At a simpler level, any oath or promise is a kind of pre-commitment, in the sense that, if you break your promise, a sanction does kick in:  namely, you acquire the reputation of a four-flusher, someone whose word is worthless.  (The difference of this everyday example  from the more elaborate ones above, is that you needn’t set up the sanction yourself in advance:  society has done that for you.)

Now, in the case of the competing pre-commitments of the House Republicans -- balance-the-budget BUT no-new-taxes --  the oaths were simply at variance, betraying cognitive disorientation.  But it is possible to stack pre-commitments in a more structured way, such that one trumps the other.  Let a noted psychoanalyst tell it:

Those ancient Jews were afraid of themselves and of the intensity of their passions.  They had a solemn religious formula in which they asked God to consider oaths spoken in moments of rage  as invalid.  They anticipated such outbreaks in themselves, and asked God not to oblige them to keep those  vows … That formula is called Kol Nidre.
-- Theodor Reik, The Search Within (1956)

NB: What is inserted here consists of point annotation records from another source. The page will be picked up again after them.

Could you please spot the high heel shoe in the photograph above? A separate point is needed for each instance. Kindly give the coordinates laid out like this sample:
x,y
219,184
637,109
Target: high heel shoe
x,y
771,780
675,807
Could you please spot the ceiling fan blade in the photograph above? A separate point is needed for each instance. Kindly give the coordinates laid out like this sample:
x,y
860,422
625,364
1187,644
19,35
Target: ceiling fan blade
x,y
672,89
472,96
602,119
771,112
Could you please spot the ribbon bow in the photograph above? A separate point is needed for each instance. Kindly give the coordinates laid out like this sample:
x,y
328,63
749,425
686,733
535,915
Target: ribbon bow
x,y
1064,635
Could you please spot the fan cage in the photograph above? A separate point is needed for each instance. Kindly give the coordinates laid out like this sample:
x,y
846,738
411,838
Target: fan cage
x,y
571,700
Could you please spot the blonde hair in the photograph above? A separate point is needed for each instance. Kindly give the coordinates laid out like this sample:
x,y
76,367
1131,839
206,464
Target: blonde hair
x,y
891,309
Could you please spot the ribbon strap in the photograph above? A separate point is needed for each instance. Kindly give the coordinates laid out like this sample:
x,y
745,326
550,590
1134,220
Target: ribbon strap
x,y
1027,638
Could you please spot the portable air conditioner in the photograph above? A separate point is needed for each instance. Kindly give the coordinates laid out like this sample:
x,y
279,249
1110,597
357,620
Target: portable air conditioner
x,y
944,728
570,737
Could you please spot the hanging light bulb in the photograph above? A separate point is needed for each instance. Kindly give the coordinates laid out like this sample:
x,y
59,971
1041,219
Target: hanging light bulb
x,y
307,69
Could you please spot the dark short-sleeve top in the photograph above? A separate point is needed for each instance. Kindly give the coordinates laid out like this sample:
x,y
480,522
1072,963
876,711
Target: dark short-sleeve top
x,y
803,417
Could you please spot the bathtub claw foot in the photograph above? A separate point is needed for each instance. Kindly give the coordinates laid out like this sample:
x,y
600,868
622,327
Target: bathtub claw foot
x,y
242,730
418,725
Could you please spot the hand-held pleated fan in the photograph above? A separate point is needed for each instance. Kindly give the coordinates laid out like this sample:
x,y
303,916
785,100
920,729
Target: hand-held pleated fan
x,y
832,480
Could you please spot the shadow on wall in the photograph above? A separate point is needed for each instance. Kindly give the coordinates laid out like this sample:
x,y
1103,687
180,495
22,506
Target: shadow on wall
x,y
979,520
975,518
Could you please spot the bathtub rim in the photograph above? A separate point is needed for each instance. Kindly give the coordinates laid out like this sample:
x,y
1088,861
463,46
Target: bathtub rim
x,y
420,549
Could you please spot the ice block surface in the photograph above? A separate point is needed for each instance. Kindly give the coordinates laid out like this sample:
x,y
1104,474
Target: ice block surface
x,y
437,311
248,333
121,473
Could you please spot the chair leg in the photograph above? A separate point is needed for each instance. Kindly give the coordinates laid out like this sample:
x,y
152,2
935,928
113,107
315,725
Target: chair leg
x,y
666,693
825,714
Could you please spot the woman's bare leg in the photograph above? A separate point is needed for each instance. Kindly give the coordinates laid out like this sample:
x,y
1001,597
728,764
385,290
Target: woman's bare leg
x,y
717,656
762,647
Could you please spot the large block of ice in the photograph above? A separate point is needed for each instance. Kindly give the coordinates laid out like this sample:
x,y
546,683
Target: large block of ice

Reik’s observation occurs in the midst of a long associational analysis, ranging the length of his well-stocked literary larder, one link of which was the name Jephthah, which at first had no resonance for him, until placed in this larger context.  For Jephthah’s daughter was the victim of her father’s ill-considered pre-commitment:  in return for God’s granting him victory over the Ammonites, he had vowed to slaughter in sacrifice  the first creature that he should meet on his return.  And who should rush up to greet him but his blushful daughter?   “Hi, Dad-ddyyyyy!”  (“Oh…. shit.”)
This tale of Jephthah, judge of Israel, illustrates the truth, that not only vows made in blind anger should be excused of fulfilment, but also vows made by complete idiots -- village simpletons and House Republicans.
~

A curious sort of pre-commitment is seen in infant baptism or the bris.   Here the child is covenanted to the faith of his forefathers.   However, only the one baptised or circumcised can develop this vicarious pre-commitment into a genuine commitment of his own;  this occurs via ceremonies like the Bar Mitzvah or First Communion.